Apparently, it has much to do with emergency-style centralized management. The idea seems to be that an organization in which a single maximum leader can turn on a dime can be more responsive to shifting external trends. By this reading, President Sullivan’s primary sin would have been something like “not being mercurial enough.”
Prior to this episode, I had never heard of “strategic dynamism,” and I have to admit feeling like I didn’t miss much. At first blush, it seems absurd.
But even granting its absurdity -- which I eagerly do -- doesn’t answer the question of its appeal, or of its best alternative. Why would intelligent people accede to mercurial dictatorship -- what this piece in the Chronicle diagnosed as narcissism -- as the answer?
I’d guess that it’s based on a regrettable but entirely defensible sense that democratic and participatory environments don’t do cuts well. They’re great at growth, but they buckle under the pressure of cuts. And when cuts need to be made, it’s better to make them in the service of a single vision than just by choosing the path of least political resistance.

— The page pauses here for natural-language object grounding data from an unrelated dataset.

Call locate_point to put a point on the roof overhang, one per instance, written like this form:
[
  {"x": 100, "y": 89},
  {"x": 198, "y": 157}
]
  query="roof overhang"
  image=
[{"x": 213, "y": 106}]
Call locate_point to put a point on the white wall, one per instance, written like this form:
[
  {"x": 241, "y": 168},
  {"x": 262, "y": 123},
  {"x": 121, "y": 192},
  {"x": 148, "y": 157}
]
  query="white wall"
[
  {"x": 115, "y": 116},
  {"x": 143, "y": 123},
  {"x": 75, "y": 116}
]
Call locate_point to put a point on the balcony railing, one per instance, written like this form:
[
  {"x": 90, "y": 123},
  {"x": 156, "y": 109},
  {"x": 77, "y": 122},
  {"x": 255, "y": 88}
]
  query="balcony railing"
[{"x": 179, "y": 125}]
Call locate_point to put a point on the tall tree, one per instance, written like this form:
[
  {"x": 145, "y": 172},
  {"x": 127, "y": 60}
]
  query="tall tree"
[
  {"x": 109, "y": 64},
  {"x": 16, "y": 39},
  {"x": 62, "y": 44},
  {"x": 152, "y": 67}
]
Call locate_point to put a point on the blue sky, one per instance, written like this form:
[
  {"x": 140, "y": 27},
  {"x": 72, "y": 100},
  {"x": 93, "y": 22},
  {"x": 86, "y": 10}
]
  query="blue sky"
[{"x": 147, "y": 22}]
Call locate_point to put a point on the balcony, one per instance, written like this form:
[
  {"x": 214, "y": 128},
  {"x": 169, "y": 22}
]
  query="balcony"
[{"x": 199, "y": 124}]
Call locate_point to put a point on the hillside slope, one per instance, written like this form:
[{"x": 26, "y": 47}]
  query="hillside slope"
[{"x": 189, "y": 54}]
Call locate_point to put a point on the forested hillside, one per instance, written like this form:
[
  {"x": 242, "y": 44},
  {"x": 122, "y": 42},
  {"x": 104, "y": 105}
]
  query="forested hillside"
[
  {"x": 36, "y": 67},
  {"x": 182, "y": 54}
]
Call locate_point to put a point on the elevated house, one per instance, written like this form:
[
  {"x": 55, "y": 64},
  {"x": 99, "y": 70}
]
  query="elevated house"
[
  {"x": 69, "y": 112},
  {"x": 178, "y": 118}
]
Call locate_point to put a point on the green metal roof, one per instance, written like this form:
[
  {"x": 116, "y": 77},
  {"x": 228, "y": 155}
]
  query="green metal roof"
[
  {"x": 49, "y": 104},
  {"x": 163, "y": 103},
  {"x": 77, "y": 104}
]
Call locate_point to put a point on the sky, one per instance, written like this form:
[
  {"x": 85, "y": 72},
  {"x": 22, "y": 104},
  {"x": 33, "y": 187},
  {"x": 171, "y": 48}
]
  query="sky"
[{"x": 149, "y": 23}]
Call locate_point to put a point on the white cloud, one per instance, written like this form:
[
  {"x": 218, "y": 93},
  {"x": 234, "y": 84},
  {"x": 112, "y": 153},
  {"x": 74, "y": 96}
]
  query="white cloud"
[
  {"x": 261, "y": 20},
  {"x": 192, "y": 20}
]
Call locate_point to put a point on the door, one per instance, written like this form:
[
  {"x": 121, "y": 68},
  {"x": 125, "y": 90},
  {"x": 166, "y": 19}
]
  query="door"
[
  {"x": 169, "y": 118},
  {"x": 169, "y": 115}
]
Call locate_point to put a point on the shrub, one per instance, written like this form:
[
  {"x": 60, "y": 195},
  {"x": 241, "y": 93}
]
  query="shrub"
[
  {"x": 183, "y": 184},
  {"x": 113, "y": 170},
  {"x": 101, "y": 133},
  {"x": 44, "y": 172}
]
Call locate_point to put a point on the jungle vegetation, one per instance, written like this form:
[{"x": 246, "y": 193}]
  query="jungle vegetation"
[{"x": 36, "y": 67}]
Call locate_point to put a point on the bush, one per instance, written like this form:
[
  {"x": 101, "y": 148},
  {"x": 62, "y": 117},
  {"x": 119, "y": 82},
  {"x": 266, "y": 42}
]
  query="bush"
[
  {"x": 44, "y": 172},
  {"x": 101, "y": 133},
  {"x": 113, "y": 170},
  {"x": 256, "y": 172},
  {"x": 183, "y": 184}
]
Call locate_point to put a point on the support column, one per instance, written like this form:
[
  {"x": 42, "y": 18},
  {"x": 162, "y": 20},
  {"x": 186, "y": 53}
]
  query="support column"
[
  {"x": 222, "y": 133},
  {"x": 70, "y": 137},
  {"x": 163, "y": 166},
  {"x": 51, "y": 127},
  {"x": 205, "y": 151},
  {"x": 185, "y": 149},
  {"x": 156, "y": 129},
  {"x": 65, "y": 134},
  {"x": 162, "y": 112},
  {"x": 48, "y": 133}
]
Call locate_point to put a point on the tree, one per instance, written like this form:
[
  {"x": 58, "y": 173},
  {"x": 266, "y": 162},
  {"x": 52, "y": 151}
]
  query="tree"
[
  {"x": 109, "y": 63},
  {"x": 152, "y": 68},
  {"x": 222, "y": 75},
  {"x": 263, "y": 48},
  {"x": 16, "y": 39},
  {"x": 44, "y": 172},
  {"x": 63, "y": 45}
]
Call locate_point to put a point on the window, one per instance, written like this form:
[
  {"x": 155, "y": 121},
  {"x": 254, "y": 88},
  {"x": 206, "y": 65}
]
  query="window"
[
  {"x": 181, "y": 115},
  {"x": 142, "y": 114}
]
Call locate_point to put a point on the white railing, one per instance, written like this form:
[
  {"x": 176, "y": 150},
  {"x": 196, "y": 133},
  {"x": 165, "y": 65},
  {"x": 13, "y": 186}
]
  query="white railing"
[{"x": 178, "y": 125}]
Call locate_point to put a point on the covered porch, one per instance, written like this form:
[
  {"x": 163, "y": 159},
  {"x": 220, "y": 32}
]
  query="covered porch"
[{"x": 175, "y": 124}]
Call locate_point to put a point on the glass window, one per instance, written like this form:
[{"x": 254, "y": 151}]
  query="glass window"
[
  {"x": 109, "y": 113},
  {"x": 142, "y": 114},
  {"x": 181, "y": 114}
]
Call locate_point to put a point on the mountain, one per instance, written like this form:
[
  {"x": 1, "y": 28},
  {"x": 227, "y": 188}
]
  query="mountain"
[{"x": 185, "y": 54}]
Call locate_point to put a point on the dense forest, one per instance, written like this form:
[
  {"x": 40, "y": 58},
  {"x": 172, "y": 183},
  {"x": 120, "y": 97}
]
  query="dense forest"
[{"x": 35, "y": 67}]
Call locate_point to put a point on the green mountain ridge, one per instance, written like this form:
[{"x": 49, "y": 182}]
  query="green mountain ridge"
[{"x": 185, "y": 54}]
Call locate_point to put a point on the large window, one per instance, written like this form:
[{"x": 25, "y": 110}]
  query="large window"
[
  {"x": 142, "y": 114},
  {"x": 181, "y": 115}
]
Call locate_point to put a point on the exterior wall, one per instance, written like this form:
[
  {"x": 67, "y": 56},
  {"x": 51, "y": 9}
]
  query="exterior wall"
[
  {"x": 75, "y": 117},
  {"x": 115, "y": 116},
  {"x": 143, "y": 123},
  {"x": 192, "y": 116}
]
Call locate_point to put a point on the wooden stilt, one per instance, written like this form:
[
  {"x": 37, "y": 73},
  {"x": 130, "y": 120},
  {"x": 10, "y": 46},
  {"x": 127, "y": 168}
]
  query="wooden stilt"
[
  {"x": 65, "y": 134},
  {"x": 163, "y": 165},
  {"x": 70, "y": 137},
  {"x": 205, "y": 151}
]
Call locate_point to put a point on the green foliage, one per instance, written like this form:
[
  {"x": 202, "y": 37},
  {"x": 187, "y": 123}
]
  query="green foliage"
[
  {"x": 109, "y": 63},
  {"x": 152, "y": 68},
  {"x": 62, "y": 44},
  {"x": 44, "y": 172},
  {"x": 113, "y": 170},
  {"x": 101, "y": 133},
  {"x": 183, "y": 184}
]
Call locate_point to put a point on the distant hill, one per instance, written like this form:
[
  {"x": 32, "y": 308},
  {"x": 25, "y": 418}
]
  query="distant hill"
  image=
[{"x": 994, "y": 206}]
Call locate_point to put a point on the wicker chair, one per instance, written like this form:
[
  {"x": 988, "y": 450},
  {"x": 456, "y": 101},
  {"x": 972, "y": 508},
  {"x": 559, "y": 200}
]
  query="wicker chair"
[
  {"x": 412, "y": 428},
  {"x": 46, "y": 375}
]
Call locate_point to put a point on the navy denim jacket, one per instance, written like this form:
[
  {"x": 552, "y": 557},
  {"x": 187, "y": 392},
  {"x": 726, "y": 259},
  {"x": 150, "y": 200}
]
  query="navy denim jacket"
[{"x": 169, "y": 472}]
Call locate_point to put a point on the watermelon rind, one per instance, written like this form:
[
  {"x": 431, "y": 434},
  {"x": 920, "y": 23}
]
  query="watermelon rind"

InsideHigherEd’s account suggests that President Sullivan’s grave sin was defending the classics and German departments from elimination. Most of the commentary, unfortunately, centered on the choices of departments. The real issue is the willingness to make choices.
Over the last few decades, colleges and universities have proven quite capable of not making choices. The default mode of handling cuts -- attrition -- has led to an increasingly adjunct faculty. When those who are at the table reach a “compromise” that involves shifting the vast majority of the sacrifice onto those not yet at the table, an ethical violation has occurred.
On the rare occasions when a college or university tries to take the opposite route -- close some programs to preserve others at full strength -- the political pushback is catastrophic. Invariably, the folks who lose will claim that they “weren’t consulted,” as if they would have agreed to their own terminations. Votes of no confidence and censure follow, and the college retreats to treating everybody just a little bit worse. As Peter Drucker put it, culture eats strategy for lunch.
(Something similar is true in our politics. The California death spiral is largely a function of the polity’s unwillingness to face reality.)
So I can see where a Board that sees what it considers an emergency might be attracted to a decision-making process that short-circuits internal interest-group politics. That’s not to say that the UVA board was anything other than amateurish in what it did and how it did it; it’s just to say that I can see how it got there.
That leaves people like me in a lurch. I reject the “mercurial narcissist” model, but I share a hard-won sense that the conflicts of interest within the existing system render genuine deliberation nearly impossible. After all, I’m hard pressed to name a single case of a college or university making significant cuts -- entire programs, say -- in a way that was both strategic and democratic. Off the top of my head, I can’t think of a single one. (Readers who know of cases are invited to share them in the comments.)
“Strategic Dynamism” is a placeholder that goes where you would put an actual answer if you had one. (Put differently, it’s a euphemism for “whatever the boss wants at the time.”) But rejecting the answer doesn’t mean rejecting the question. Are open and inclusive settings actually capable of making unpopular and painful decisions?